Insektensterben: Für dicke Brummer wird die Luft dünn

Insektensterben: Für dicke Brummer wird die Luft dünn
Erstmals weist eine Langzeitstudie das Insektensterben im Wald nach. Es fällt viel deutlicher aus als bisher angenommen.

Zwischen den Bäumen kreucht und fleucht es. Am Waldrand flattern Wildbienen und Falter von Blüte zu Blüte und übertragen Pollen, wo die Windbestäubung auslässt. In den Baumkronen sammeln Ameisen Honigtau, den Blattläuse ausscheiden. Im Laub jagen Käfer, Raupen wiederum machen Vögel satt. Springschwänze bauen moderndes Holz ab. Mikroorganismen wandeln deren Kot in Bodennährstoffe um.

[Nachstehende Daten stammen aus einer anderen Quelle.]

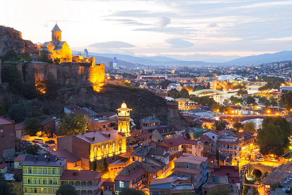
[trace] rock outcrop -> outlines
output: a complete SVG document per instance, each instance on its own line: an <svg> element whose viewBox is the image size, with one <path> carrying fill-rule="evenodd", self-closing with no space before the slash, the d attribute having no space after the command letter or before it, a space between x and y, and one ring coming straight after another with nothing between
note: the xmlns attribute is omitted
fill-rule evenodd
<svg viewBox="0 0 292 195"><path fill-rule="evenodd" d="M21 32L13 28L0 26L0 55L10 48L21 52L38 54L37 45L22 39Z"/></svg>

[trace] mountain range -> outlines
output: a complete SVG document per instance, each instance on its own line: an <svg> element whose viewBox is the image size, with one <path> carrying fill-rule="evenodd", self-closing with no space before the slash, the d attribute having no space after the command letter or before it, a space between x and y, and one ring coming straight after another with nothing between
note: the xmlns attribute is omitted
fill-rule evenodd
<svg viewBox="0 0 292 195"><path fill-rule="evenodd" d="M84 53L81 51L72 51L73 55L78 52ZM129 55L118 54L101 53L89 52L90 57L95 57L96 61L108 63L112 61L114 57L117 58L119 64L128 68L133 68L139 64L144 65L170 65L185 66L218 65L230 66L246 64L257 65L264 63L292 60L292 51L283 51L274 53L265 53L257 55L239 58L230 61L221 59L209 58L199 61L184 61L166 56L133 56ZM218 60L218 61L217 61ZM221 60L221 62L219 61ZM222 60L225 61L223 62ZM208 61L206 62L206 61Z"/></svg>

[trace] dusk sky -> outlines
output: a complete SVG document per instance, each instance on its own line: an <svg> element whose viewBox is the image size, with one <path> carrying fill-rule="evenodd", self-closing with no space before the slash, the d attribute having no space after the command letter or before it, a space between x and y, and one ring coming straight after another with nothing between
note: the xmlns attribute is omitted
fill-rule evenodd
<svg viewBox="0 0 292 195"><path fill-rule="evenodd" d="M292 1L12 0L0 25L35 43L55 21L72 50L176 59L292 50Z"/></svg>

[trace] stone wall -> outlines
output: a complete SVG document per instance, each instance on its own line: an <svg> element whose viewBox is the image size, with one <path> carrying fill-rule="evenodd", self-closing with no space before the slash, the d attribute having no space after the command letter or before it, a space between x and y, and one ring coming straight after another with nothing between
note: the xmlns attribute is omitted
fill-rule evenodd
<svg viewBox="0 0 292 195"><path fill-rule="evenodd" d="M62 86L65 86L105 82L105 65L103 64L97 64L93 67L88 67L32 62L20 64L16 67L20 71L24 81L34 85L38 82L46 80L56 81ZM0 70L0 82L1 78Z"/></svg>

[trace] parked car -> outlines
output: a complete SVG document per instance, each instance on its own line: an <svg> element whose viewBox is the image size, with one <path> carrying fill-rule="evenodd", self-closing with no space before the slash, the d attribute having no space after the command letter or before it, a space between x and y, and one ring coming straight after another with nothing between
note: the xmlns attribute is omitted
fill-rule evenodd
<svg viewBox="0 0 292 195"><path fill-rule="evenodd" d="M41 139L40 138L36 138L32 140L32 142L43 142L43 141L44 141L44 140L43 140L43 139Z"/></svg>
<svg viewBox="0 0 292 195"><path fill-rule="evenodd" d="M277 159L270 159L270 161L271 162L278 162L278 161Z"/></svg>
<svg viewBox="0 0 292 195"><path fill-rule="evenodd" d="M48 141L46 141L45 142L46 144L55 144L55 141L53 140L50 140Z"/></svg>

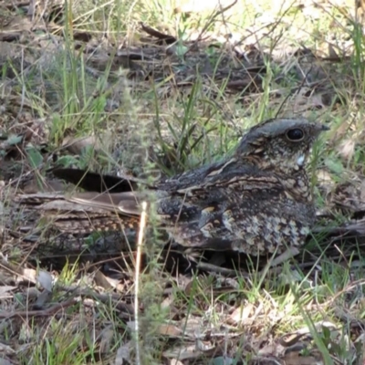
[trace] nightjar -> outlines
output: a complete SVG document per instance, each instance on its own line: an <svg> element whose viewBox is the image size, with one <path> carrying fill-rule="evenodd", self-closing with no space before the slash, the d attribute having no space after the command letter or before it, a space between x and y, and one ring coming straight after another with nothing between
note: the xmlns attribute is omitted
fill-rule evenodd
<svg viewBox="0 0 365 365"><path fill-rule="evenodd" d="M40 209L52 212L55 224L70 232L138 229L140 205L147 201L161 229L182 246L280 254L300 247L315 222L305 165L313 142L327 130L305 119L269 120L251 128L221 161L140 191L132 178L58 169L56 176L103 193L76 193L65 198L62 209L55 202ZM78 219L64 225L57 211L72 209Z"/></svg>

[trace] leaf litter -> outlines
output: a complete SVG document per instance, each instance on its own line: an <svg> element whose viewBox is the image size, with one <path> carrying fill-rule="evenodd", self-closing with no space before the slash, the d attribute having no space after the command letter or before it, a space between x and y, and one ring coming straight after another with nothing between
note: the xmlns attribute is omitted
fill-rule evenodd
<svg viewBox="0 0 365 365"><path fill-rule="evenodd" d="M232 6L235 5L233 2ZM216 17L231 8L230 5L224 6L226 8L217 10ZM314 17L313 13L320 16L320 14L329 11L326 2L297 2L291 9L296 6ZM81 122L78 120L77 123L72 121L68 125L58 142L58 155L50 151L50 138L57 141L52 123L57 115L65 112L60 64L57 62L57 58L64 59L61 49L66 40L60 31L63 25L62 22L57 24L57 19L61 19L65 12L64 4L47 4L47 7L42 7L33 2L12 2L10 5L3 1L0 9L0 63L3 69L0 177L4 182L0 193L2 202L5 202L1 211L0 317L3 333L6 331L6 338L10 339L8 340L2 335L1 354L4 361L18 363L19 356L32 353L28 352L27 346L22 345L22 341L30 344L36 339L32 334L34 328L27 321L31 319L34 320L32 326L38 326L43 332L47 324L53 326L48 333L44 332L47 337L61 336L65 330L68 335L78 334L80 330L94 333L95 347L92 349L100 359L110 359L111 351L115 353L112 357L115 363L132 363L135 284L132 275L134 248L130 245L135 240L133 234L117 235L111 238L97 237L90 245L91 241L85 237L65 236L52 226L42 226L35 231L35 225L41 221L36 210L34 207L20 209L13 199L17 193L26 191L64 191L62 185L53 185L50 174L40 172L49 167L55 159L68 154L77 158L88 145L94 146L99 137L90 130L85 136L75 136L73 132L77 124ZM193 11L189 6L182 6L178 12L187 12L186 9ZM361 16L361 11L359 12ZM50 20L51 16L53 20ZM108 97L103 97L102 100L103 112L107 114L104 125L108 128L113 125L113 131L120 130L117 133L120 141L113 141L111 145L124 155L130 148L141 151L138 148L140 140L133 141L132 137L138 126L130 123L128 116L121 126L117 125L117 111L123 105L127 89L136 95L137 92L148 94L153 83L162 106L169 108L171 99L189 98L198 82L202 85L201 97L217 99L215 108L218 108L218 112L239 134L242 130L235 123L231 105L239 100L245 114L245 107L261 100L266 90L266 79L269 77L266 66L269 62L271 68L278 70L270 79L269 102L274 109L280 107L282 113L294 115L309 115L316 110L336 112L343 102L337 91L344 85L341 78L343 68L338 65L340 63L344 68L349 65L349 57L353 53L352 45L346 36L341 39L337 35L337 29L343 26L334 22L332 31L336 38L332 42L323 42L318 49L308 49L300 45L301 37L307 36L305 32L297 34L297 44L286 43L287 40L277 26L280 22L286 24L288 21L285 16L279 20L263 19L260 26L247 28L246 34L239 36L211 32L207 30L209 26L205 26L198 32L192 32L190 40L183 42L174 35L148 24L140 24L141 36L139 41L124 43L117 51L111 41L100 41L89 32L75 29L71 51L75 52L78 69L85 70L84 79L78 85L81 90L78 100L79 110L89 110L95 99L107 91ZM345 19L350 23L349 16ZM343 33L346 35L346 31ZM275 40L274 50L266 46L266 37ZM75 66L68 64L68 67ZM100 89L99 78L107 68L110 68L107 85ZM285 85L284 81L288 78L293 82ZM350 81L354 83L354 80ZM349 82L347 87L350 85ZM282 104L284 98L287 99ZM220 100L225 100L226 104L219 107ZM248 108L244 117L250 118L250 113L252 109ZM150 115L141 119L150 120L150 125L153 125ZM169 167L173 167L181 159L183 149L176 151L176 137L174 141L171 133L172 129L169 129L170 121L162 118L161 122L162 135L169 148L162 151L164 160L161 160L158 154L161 151L149 151L149 159L162 161L163 165L169 150ZM318 189L326 200L318 211L320 224L315 234L323 235L326 239L320 242L320 246L304 250L298 259L298 269L306 273L306 280L303 281L300 275L296 276L294 268L290 268L289 275L285 273L285 268L282 273L266 273L269 282L286 277L283 283L287 284L283 289L288 295L293 283L297 281L308 288L328 290L321 287L318 274L323 273L324 266L334 262L345 266L349 272L348 285L332 295L331 299L303 302L307 313L333 312L337 325L329 321L310 322L302 329L295 332L289 329L282 334L283 328L279 325L290 318L290 306L286 309L279 308L268 292L258 297L245 296L245 290L248 289L243 287L255 287L257 277L254 273L247 275L247 267L243 262L235 267L232 265L228 267L203 266L203 270L198 277L192 278L189 271L179 272L179 263L172 265L167 262L178 262L181 257L169 256L170 253L166 253L162 256L166 261L166 271L161 273L160 285L163 289L162 308L168 314L162 322L151 325L146 320L145 323L146 333L159 338L164 363L238 364L245 360L249 364L322 364L325 363L323 353L318 345L318 339L313 337L313 328L330 351L334 363L360 363L362 348L358 344L363 341L363 286L358 276L363 272L363 267L360 260L352 259L352 255L361 249L364 236L364 182L362 171L354 171L351 163L357 158L362 139L359 134L360 125L354 129L351 127L352 131L343 126L346 127L347 123L342 123L337 131L341 135L337 140L342 141L338 154L329 156L323 167L322 176L326 175L327 179L318 182ZM192 129L187 136L195 134L198 141L201 137L199 131L196 135L193 130L196 129ZM104 140L111 141L110 136ZM151 133L151 144L156 141L157 137ZM74 148L65 148L69 145L74 145ZM140 154L135 153L137 156ZM134 160L130 157L127 170L143 161L141 156ZM175 169L178 168L175 166ZM133 171L133 173L141 172ZM344 174L349 178L341 181ZM60 203L64 203L62 200ZM341 221L339 217L346 219ZM42 234L45 229L47 235ZM322 256L325 248L326 257L330 259ZM65 284L67 278L59 280L62 270L74 264L78 269L75 272L71 270L73 284ZM48 271L40 270L39 266ZM177 276L170 276L173 270L178 270ZM336 275L335 268L333 272ZM233 277L228 278L228 276ZM265 288L263 282L260 286ZM192 297L193 309L189 308ZM100 314L105 310L100 304L112 308L110 316L119 320L113 326L110 324L111 318L108 319L105 313ZM71 312L68 316L68 309L75 306L78 307L78 312ZM143 314L148 308L141 305L139 309ZM56 323L58 325L55 326ZM130 330L115 350L114 335L117 328L120 330L123 326ZM85 351L89 344L84 341L78 346L79 351ZM352 359L357 362L341 360L344 351L348 355L347 361Z"/></svg>

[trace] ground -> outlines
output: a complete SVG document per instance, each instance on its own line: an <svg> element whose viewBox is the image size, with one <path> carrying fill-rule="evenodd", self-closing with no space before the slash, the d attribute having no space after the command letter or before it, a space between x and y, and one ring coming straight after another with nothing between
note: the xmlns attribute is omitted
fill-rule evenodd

Jedes Insekt im Ökosystem Wald hat seine Funktion. Doch das Gleichgewicht ist in Gefahr, die Zahl an Arten und Individuen nimmt ab. Eine Studie aus Deutschland zeigte kürzlich, dass der Verlust an Käfern, Wanzen & Co. größer ist als bisher angenommen – und welche Ursachen dafür mitverantwortlich sind. Heimische Experten gehen davon aus, dass die Ergebnisse aus dem Nachbarland ebenso auf Österreich zutreffen.

Deutliches Ergebnis

"Wir hätten nicht gedacht, dass die Rückgänge auch im Wald so deutlich sind“, zieht Studienerstautor Michael Staab von der TU Darmstadt aktuell Bilanz. Mit der Arbeitsgruppe Ökologische Netzwerke hatte der Biologe zwischen 2008 und 2017 1.805 Insektenarten an 140 Standorten untersucht. Denn während das Insektensterben in offenen Landschaften inklusive Ursachen bereits gut dokumentiert ist, fehlten für den Forst gesicherte Daten. Nun steht auch für den Wald fest: Über den Beobachtungszeitraum ging die Anzahl der Tierchen bei mehr als 60 Prozent der Arten zurück. Verlierer waren v.a. dicke Brummer, häufig vorkommende Spezies sowie Räuber und Totholzzersetzer. Manche Pflanzenfresser dagegen konnten sogar zulegen. Die Entwicklungen hingen mit den Baumbeständen zusammen und der Intensität der Nutzung.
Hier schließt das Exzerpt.